With this in mind, my default metrics spit out a familiar transactions per minute summary (because counting per minute is easy!):

If this was the only information I had access to, I’d explore the event at 12:00 where I see a drop in throughput, then I’d focus on 12:45 where I see the workload peak.

when we should start with raw logs

But I have the raw logs too. About a million transactions. Why not have a look?

By taking my analysis a step further I can probe for additional insights before diving into logs around these two time periods. For one, logDNA on this cluster is recording about a billion lines a day – that’s a lot of probing.

What more can we see by manipulating the latency data?

Lets create a scatter plot of ALL data points then look for patterns. Driving the point size of the marker down yields a big old gray mass, but we get an early indication that something has shifted at the front end of the test. We see a second population of high latency transactions develop:

If we increase the transparency of the fill on the marker, we can start to see a better frequency distribution as the overlays of transparent markers provide us with a heat map:

Now we can see many things going on within our data!

insights!

We can quickly see we have at least four sustained latency bands in the dataset. These indicate that some percentage of the transactional population is being serviced at a reasonable latency, and another population is much slower.

This type of pattern is consistent with a saturated context pool somewhere in our stack.

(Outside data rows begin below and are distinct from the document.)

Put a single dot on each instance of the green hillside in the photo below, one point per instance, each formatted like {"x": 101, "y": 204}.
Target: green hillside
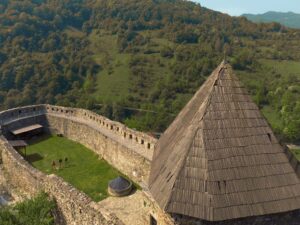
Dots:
{"x": 111, "y": 55}
{"x": 288, "y": 19}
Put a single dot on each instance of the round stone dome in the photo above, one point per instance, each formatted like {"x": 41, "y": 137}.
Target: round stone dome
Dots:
{"x": 119, "y": 187}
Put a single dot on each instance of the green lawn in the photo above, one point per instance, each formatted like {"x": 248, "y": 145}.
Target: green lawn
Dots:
{"x": 83, "y": 169}
{"x": 296, "y": 153}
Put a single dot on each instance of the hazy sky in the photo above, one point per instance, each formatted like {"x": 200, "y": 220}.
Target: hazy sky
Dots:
{"x": 238, "y": 7}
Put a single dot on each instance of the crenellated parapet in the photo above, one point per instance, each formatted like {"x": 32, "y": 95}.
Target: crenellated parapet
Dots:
{"x": 135, "y": 137}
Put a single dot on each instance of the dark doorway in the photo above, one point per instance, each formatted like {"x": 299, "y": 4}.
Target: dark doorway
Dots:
{"x": 152, "y": 220}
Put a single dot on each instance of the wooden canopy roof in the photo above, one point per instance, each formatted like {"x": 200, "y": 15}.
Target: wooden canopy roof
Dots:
{"x": 220, "y": 160}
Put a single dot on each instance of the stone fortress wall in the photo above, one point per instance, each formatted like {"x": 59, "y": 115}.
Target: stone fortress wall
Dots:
{"x": 127, "y": 150}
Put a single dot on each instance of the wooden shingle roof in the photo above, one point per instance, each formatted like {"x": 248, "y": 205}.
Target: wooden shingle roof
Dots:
{"x": 220, "y": 160}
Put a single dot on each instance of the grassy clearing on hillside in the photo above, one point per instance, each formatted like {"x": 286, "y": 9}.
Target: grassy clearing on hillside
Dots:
{"x": 83, "y": 169}
{"x": 274, "y": 73}
{"x": 113, "y": 80}
{"x": 296, "y": 153}
{"x": 273, "y": 117}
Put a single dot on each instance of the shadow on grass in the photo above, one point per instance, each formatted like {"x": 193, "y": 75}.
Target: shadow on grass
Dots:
{"x": 34, "y": 157}
{"x": 38, "y": 139}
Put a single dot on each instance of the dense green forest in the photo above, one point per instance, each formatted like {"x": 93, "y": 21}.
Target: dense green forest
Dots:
{"x": 106, "y": 55}
{"x": 35, "y": 211}
{"x": 288, "y": 19}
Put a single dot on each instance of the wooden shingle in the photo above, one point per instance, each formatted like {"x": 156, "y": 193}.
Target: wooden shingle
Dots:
{"x": 220, "y": 160}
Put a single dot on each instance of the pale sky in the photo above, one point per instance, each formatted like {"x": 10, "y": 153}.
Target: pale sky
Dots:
{"x": 238, "y": 7}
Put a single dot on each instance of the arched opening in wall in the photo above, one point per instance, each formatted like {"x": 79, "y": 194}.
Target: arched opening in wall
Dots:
{"x": 153, "y": 221}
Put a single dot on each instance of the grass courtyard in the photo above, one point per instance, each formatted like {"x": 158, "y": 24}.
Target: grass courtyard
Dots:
{"x": 83, "y": 169}
{"x": 296, "y": 153}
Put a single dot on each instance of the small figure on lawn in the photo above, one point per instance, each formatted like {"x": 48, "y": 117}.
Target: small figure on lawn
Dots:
{"x": 66, "y": 161}
{"x": 53, "y": 165}
{"x": 60, "y": 162}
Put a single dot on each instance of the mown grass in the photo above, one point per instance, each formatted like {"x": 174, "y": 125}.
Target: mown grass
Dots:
{"x": 83, "y": 169}
{"x": 296, "y": 153}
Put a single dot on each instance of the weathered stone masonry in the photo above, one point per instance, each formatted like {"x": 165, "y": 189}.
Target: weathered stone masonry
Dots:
{"x": 127, "y": 150}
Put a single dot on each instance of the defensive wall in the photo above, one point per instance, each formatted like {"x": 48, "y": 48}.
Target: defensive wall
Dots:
{"x": 127, "y": 150}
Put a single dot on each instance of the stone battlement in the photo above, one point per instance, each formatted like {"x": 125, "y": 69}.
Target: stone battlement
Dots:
{"x": 145, "y": 141}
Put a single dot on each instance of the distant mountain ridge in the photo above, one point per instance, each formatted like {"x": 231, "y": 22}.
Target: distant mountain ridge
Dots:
{"x": 289, "y": 19}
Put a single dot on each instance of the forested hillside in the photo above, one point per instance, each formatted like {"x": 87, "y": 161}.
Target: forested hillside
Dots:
{"x": 288, "y": 19}
{"x": 111, "y": 55}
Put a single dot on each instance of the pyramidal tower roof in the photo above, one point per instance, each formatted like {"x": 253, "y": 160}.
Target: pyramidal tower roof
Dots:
{"x": 220, "y": 160}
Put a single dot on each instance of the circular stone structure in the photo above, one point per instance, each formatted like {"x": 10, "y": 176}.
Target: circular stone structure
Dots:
{"x": 119, "y": 187}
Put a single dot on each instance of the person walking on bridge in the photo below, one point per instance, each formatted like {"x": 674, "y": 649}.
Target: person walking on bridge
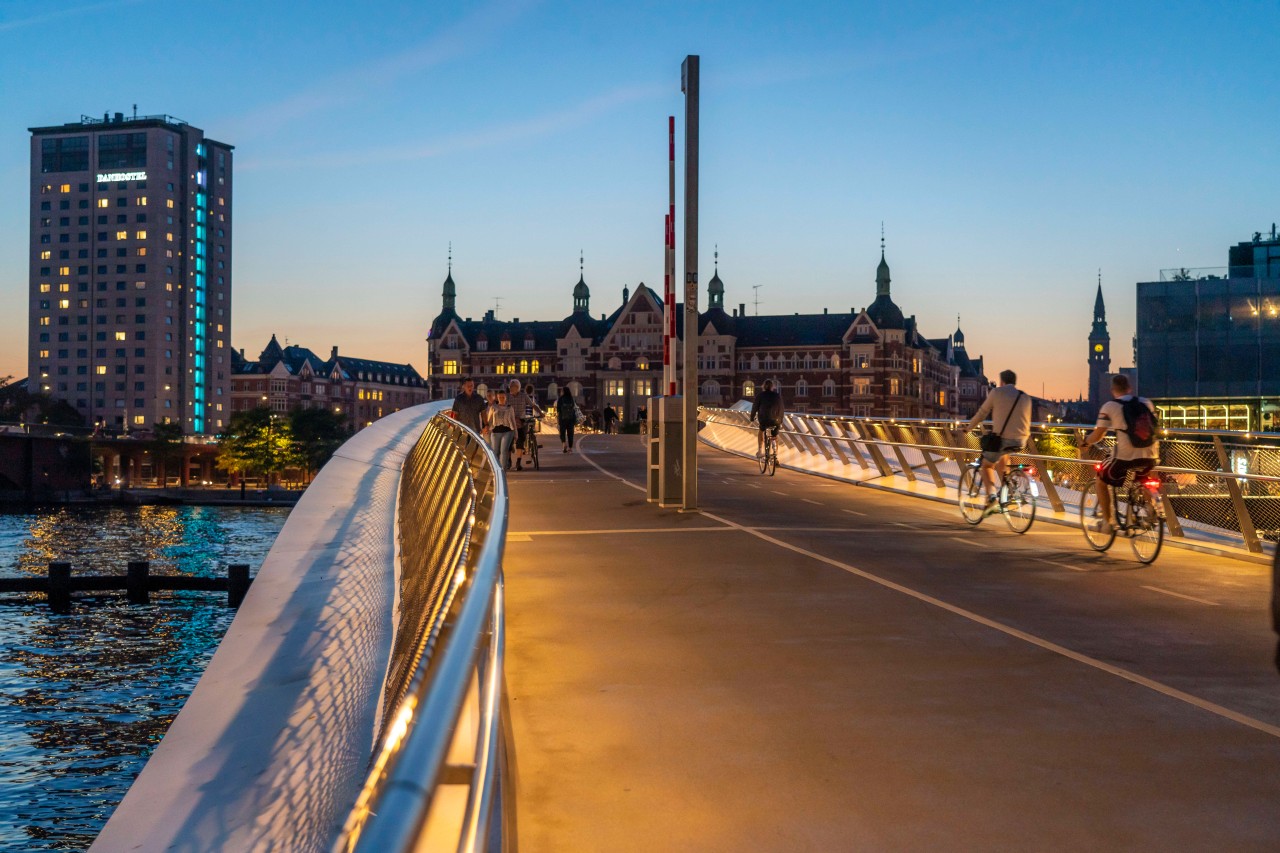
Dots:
{"x": 566, "y": 415}
{"x": 469, "y": 406}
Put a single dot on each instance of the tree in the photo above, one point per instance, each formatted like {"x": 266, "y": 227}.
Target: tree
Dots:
{"x": 316, "y": 434}
{"x": 257, "y": 442}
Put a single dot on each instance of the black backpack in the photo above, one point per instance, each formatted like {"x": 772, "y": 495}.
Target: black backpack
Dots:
{"x": 1142, "y": 423}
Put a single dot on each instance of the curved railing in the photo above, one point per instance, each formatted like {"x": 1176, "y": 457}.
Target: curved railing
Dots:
{"x": 1220, "y": 487}
{"x": 442, "y": 775}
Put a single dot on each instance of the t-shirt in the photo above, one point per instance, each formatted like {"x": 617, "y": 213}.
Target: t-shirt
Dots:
{"x": 1111, "y": 416}
{"x": 997, "y": 406}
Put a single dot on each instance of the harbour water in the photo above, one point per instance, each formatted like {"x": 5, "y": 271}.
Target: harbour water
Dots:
{"x": 85, "y": 697}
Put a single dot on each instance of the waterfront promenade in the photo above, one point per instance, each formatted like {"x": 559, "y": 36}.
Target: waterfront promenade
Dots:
{"x": 808, "y": 665}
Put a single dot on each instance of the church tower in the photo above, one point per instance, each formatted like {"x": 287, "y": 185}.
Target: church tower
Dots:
{"x": 1100, "y": 354}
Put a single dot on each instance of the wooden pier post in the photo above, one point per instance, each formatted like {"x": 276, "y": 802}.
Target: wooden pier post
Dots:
{"x": 136, "y": 583}
{"x": 59, "y": 587}
{"x": 237, "y": 583}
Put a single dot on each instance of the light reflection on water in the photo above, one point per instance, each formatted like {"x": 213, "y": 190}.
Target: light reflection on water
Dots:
{"x": 86, "y": 697}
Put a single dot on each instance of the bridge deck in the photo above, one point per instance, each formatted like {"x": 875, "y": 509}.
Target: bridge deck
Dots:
{"x": 816, "y": 666}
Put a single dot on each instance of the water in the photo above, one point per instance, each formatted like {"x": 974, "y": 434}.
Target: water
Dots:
{"x": 85, "y": 697}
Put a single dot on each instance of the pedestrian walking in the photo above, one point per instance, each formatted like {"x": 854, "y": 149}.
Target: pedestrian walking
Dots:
{"x": 469, "y": 406}
{"x": 501, "y": 419}
{"x": 566, "y": 415}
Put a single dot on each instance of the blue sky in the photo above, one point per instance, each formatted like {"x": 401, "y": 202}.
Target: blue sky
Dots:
{"x": 1011, "y": 150}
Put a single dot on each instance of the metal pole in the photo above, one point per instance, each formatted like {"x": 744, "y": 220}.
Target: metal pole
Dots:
{"x": 671, "y": 249}
{"x": 689, "y": 85}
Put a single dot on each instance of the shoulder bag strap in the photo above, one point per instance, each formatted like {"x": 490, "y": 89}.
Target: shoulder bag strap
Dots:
{"x": 1016, "y": 400}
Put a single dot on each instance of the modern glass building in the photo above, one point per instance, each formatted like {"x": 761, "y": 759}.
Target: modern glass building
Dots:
{"x": 1208, "y": 341}
{"x": 131, "y": 272}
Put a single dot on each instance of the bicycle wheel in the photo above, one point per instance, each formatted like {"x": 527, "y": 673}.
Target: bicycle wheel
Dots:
{"x": 1020, "y": 501}
{"x": 1091, "y": 515}
{"x": 972, "y": 500}
{"x": 1146, "y": 528}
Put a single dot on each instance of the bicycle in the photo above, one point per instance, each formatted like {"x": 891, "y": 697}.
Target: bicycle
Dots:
{"x": 1015, "y": 497}
{"x": 768, "y": 459}
{"x": 1139, "y": 516}
{"x": 530, "y": 447}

Here’s a closer look at the bands:

As we zoom in, we can also see there may be double rainbows …er…bands within the lower region that we didn’t see before. We can also see the upper bands appear later in the plot than the lower bands:

This indicates that latency populations are shifting higher as the test is running.

now for the cool stuff

You could argue that we can use other statistical methods for characterizing these latency shifts through a percentile time series analysis, and I would not argue with you. Our objective should be to come up with numbers that represent these scatter plots as our end goal, but a complete visualization of latency populations is an great starting point for familiarizing yourself with a new workload in a new environment.

That said, I have not found consistent statistical approaches that can quickly identify small problems in transactional workloads. In the last decade, I have yet to see a monitoring tool identify micro-outages like these (note the header on my blog – same thing…from over 10 years ago!):

The arrows are highlighting curious gaps (maybe GC events?) that warrant investigation. I now can narrow in on specific transactions that surround these gaps to narrow the timestamps spanning the event of interest.

Did you see the other weird blip? This one:

There’s a curious shift in our workload, and it recovered. These patterns jump out when you look at all the data. Now we have another interesting time gap to take a look at.

By looking at “all the data” we quickly identify patterns that we would never see by scrolling through a log, or aggregating a tpm rate, or by dividing by my tpm rate to get a tps rate (because aggregating by the 1440 minutes per day is easier than counting by the 86,400 seconds per day).

In conclusion, spend time getting to know your data up front by looking deeper than a simple moving average. There are many interesting patterns in your existing metadata that are strong indicators of specific problems you then target for deeper investigation. Remember my original comment on the scale of this problem; a billion lines of logs, with 1 million search transaction entries, where we are looking for any actionable performance tuning indicators. In this example, plotting the population gives us massive insights into those billion lines of log entries.